Better e Coinbase hanno lanciato un prodotto di mutuo che consente agli acquirenti di casa di impegnare Bitcoin (BTC) come garanzia per l’anticipo — attirando dure critiche dal sostenitore dell’oro Peter Schiff, che sostiene che la struttura sposti il rischio sui creditori e possa disfarsi se i prezzi scendono.
Better e Coinbase lanciano il mutuo in BTC
Il 26 marzo le due società hanno annunciato una partnership per offrire mutui legati agli standard di Fannie Mae e garantiti da asset digitali. Secondo un comunicato stampa, i mutuatari possono usare le loro disponibilità in Bitcoin o USDC (USDC) come garanzia senza venderle o generare un evento fiscale.
Better, che si definisce la prima piattaforma di mutui “AI-native”, afferma che il prodotto è rivolto agli americani che detengono cripto ma non hanno risparmi in contanti sufficienti per un anticipo tradizionale. L’azienda ha aggiunto che i mutuatari non subiranno margin call se il prezzo di Bitcoin scende — la garanzia viene liquidata solo se un pagamento supera i 60 giorni di ritardo.
Also Read: Mystery Wallet Loads $107M In ETH Near Lows, Arkham Points To Bitmine
Schiff attacca il rischio della garanzia in BTC
Schiff ha replicato quasi immediatamente.
«Permettere agli acquirenti di casa di impegnare Bitcoin come anticipo sul mutuo è un’idea orribile, perché aumenta in modo sostanziale il rischio per i creditori», ha scritto su X. «Se Bitcoin crolla, l’anticipo svanisce.»
Ha inoltre sottolineato che i creditori non possono toccare la garanzia finché il mutuatario non è in default, e in seguito ha definito l’intero modello una «truffa per impedire alle persone di vendere i loro Bitcoin per comprare case».

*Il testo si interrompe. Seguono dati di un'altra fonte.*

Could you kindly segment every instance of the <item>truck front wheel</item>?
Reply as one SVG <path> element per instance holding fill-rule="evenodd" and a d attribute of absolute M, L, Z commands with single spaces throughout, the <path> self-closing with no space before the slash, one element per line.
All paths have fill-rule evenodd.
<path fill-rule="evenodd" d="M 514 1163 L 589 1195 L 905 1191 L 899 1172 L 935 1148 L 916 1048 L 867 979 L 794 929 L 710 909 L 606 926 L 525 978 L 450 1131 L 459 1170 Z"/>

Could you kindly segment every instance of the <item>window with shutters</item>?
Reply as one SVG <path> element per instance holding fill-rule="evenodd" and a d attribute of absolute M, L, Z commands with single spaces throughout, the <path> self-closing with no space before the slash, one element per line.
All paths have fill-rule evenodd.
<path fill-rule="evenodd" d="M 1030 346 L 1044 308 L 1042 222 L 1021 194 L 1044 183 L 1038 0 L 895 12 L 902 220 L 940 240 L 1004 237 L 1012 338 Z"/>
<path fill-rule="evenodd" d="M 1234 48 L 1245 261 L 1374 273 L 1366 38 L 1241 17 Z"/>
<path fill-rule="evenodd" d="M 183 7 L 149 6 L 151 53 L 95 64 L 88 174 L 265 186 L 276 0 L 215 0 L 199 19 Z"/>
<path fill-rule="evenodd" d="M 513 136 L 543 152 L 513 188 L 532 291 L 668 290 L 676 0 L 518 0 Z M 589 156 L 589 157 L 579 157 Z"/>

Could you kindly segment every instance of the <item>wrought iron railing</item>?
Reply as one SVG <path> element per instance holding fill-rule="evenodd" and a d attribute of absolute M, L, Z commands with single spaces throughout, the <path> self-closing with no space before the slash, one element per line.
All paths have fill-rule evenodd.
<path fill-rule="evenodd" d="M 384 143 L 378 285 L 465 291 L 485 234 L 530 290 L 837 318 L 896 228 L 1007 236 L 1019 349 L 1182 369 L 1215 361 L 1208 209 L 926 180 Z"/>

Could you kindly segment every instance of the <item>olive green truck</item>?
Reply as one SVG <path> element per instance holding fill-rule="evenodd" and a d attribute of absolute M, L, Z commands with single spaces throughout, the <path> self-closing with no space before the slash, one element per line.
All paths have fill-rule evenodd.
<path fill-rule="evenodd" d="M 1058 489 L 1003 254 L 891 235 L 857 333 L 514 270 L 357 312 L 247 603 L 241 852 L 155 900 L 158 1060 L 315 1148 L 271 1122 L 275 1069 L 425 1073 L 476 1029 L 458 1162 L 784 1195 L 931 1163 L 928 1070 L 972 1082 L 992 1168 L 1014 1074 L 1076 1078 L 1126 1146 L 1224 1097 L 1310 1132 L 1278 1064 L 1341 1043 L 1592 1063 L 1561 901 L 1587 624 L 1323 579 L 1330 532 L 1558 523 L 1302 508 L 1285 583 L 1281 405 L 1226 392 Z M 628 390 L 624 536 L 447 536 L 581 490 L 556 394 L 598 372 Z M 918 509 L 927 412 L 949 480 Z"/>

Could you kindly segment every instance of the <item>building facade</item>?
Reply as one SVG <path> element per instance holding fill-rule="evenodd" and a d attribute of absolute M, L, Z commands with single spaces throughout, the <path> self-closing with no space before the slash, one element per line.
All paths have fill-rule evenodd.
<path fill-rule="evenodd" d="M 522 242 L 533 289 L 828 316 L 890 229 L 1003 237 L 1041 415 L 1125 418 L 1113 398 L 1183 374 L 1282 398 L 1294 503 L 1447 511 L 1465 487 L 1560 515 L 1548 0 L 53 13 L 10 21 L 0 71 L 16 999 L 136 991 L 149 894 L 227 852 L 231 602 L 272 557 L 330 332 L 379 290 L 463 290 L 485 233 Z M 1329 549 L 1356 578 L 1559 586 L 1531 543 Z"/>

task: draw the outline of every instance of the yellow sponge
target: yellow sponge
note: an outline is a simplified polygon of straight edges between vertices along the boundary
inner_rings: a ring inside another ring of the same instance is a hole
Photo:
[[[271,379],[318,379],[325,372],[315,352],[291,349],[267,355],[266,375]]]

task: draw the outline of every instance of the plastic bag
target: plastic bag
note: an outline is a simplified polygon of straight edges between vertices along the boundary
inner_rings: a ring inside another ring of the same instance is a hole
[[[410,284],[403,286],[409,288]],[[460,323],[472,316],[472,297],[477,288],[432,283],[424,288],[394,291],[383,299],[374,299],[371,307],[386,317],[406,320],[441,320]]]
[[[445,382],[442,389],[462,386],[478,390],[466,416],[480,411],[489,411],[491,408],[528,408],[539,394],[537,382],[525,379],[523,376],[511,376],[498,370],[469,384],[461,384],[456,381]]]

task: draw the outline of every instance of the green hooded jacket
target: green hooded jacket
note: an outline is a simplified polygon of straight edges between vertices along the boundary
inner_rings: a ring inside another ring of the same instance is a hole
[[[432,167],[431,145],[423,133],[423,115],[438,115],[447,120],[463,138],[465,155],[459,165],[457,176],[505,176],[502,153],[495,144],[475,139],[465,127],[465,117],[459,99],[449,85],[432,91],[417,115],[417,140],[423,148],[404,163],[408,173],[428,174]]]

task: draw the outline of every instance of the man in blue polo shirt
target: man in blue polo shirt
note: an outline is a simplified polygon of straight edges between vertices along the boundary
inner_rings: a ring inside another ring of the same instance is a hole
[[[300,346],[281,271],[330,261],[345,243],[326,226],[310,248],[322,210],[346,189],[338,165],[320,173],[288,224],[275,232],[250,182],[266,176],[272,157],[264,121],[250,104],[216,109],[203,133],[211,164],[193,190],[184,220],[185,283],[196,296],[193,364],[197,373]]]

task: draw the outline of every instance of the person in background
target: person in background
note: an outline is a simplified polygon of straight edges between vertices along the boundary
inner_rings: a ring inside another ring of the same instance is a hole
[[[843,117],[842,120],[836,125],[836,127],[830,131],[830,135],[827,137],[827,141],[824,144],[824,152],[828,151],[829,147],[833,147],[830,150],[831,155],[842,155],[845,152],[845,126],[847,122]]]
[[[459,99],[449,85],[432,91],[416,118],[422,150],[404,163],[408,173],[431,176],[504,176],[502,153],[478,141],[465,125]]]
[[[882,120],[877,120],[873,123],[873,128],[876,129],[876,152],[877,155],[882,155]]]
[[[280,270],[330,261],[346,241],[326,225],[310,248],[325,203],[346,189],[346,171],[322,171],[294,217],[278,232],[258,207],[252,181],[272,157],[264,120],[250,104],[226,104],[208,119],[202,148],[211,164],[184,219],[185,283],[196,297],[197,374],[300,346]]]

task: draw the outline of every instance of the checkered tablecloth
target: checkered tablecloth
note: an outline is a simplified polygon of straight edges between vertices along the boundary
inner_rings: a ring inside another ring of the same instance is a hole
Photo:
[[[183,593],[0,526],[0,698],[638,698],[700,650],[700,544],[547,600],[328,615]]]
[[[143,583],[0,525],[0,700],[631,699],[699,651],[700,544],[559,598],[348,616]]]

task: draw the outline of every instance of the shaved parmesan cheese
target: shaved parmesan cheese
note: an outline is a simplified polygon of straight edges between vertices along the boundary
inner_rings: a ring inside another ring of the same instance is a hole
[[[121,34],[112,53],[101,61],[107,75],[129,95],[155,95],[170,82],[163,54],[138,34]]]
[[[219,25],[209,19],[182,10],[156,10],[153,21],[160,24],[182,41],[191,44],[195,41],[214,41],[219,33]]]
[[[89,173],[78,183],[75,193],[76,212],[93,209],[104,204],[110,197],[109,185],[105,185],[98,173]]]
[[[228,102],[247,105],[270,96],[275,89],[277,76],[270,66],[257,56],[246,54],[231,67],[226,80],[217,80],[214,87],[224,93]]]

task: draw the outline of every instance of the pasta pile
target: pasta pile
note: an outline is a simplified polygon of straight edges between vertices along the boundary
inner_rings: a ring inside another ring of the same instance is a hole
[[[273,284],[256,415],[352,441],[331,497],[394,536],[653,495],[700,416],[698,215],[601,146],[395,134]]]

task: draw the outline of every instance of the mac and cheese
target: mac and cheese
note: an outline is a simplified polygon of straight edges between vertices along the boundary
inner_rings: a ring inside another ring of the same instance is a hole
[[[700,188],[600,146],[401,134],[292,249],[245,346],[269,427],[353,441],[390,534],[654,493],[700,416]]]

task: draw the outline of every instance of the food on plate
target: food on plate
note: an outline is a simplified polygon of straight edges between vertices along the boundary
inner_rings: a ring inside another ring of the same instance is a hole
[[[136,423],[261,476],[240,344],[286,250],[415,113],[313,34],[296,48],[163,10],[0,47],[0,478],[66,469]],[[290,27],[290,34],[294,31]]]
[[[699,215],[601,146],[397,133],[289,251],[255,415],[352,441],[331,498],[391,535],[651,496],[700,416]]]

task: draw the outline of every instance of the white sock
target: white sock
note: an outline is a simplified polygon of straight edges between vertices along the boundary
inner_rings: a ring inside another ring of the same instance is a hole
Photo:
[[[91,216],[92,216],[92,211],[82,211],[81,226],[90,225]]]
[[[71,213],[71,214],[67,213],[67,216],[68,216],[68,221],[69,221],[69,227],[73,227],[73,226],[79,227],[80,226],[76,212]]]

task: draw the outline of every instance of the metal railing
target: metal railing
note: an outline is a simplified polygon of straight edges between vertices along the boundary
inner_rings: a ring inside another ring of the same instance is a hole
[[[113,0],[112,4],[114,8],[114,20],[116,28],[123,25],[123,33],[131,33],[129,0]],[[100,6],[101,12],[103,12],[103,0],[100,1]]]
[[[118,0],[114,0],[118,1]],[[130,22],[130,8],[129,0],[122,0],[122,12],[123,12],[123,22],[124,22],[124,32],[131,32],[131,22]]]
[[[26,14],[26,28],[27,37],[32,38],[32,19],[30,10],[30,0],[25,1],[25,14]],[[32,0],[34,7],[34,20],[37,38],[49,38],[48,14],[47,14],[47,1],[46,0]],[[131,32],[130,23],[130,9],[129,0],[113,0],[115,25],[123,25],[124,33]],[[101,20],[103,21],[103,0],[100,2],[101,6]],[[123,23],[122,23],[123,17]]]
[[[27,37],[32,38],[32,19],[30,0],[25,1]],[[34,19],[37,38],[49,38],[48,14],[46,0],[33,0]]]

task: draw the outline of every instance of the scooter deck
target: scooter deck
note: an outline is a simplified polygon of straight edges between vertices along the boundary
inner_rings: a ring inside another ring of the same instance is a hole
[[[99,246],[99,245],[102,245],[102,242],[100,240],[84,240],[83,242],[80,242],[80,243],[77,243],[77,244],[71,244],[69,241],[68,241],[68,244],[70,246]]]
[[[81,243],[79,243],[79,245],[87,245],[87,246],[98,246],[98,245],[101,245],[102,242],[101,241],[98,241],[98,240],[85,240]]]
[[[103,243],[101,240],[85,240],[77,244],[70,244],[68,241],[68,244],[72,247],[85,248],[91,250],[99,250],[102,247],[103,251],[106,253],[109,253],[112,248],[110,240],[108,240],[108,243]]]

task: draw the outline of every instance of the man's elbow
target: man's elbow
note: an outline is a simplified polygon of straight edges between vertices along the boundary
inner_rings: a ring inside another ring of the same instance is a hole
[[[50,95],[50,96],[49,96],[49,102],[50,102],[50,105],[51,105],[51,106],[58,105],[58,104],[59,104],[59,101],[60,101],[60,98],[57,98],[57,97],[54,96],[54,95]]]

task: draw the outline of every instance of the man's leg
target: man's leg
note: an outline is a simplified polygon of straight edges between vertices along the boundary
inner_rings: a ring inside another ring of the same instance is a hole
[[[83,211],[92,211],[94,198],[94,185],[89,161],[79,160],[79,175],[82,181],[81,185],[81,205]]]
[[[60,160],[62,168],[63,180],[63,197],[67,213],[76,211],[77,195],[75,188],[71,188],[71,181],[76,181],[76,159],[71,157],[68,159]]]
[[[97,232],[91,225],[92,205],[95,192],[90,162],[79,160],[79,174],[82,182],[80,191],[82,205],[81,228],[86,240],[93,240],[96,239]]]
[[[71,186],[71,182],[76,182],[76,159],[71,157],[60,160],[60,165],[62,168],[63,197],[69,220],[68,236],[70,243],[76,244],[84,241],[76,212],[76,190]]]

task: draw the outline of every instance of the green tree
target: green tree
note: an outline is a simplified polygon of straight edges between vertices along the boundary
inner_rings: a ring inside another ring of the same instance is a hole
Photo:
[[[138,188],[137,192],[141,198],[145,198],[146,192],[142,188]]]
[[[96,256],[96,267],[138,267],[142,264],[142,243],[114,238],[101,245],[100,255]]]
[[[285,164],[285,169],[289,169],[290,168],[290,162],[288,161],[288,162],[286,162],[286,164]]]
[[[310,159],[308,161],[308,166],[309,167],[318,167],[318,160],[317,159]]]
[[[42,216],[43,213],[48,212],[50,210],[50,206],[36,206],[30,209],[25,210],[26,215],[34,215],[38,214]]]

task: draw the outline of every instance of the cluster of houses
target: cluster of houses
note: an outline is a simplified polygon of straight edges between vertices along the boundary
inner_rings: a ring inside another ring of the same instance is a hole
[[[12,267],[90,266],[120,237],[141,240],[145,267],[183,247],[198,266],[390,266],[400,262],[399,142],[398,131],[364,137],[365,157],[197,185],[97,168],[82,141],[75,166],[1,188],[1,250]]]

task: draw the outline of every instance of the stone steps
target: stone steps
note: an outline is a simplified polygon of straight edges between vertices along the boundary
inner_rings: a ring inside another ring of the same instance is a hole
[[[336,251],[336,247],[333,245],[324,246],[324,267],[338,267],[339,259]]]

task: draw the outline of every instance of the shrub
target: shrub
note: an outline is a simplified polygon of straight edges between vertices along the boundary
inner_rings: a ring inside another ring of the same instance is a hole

Van de Poppe e Schiff sulle prospettive di BTC
Il prodotto arriva mentre lo stesso Bitcoin è sotto pressione in borsa. Al momento della stesura, BTC era sceso sotto i 68.000 $, in calo di circa il 3% nelle 24 ore e di quasi il 3% nell’ultima settimana — pur rimanendo in rialzo di circa il 6% su 30 giorni.
È ancora oltre il 45% sotto il massimo storico di ottobre 2025.
L’analista Michaël van de Poppe ha letto il calo in modo diverso, sostenendo che i detentori di breve periodo fossero in fase di capitolazione — uno schema che associa a una fase di accumulo di lungo periodo, man mano che le “mani deboli” escono dal mercato.
Schiff, dal canto suo, si è spinto oltre in commenti separati, avvertendo che Bitcoin potrebbe scendere a 20.000 $ — un calo dell’84% rispetto al picco di ottobre 2025 di 126.000 $ — se dovesse perdere il livello di supporto dei 50.000 $. Ha indicato le perdite non realizzate presso la Strategy di Michael Saylor come prova che la fase di vendite abbia ancora margine, e ha messo in dubbio la sostenibilità di Bitcoin come asset di riserva, dato il suo livello di volatilità.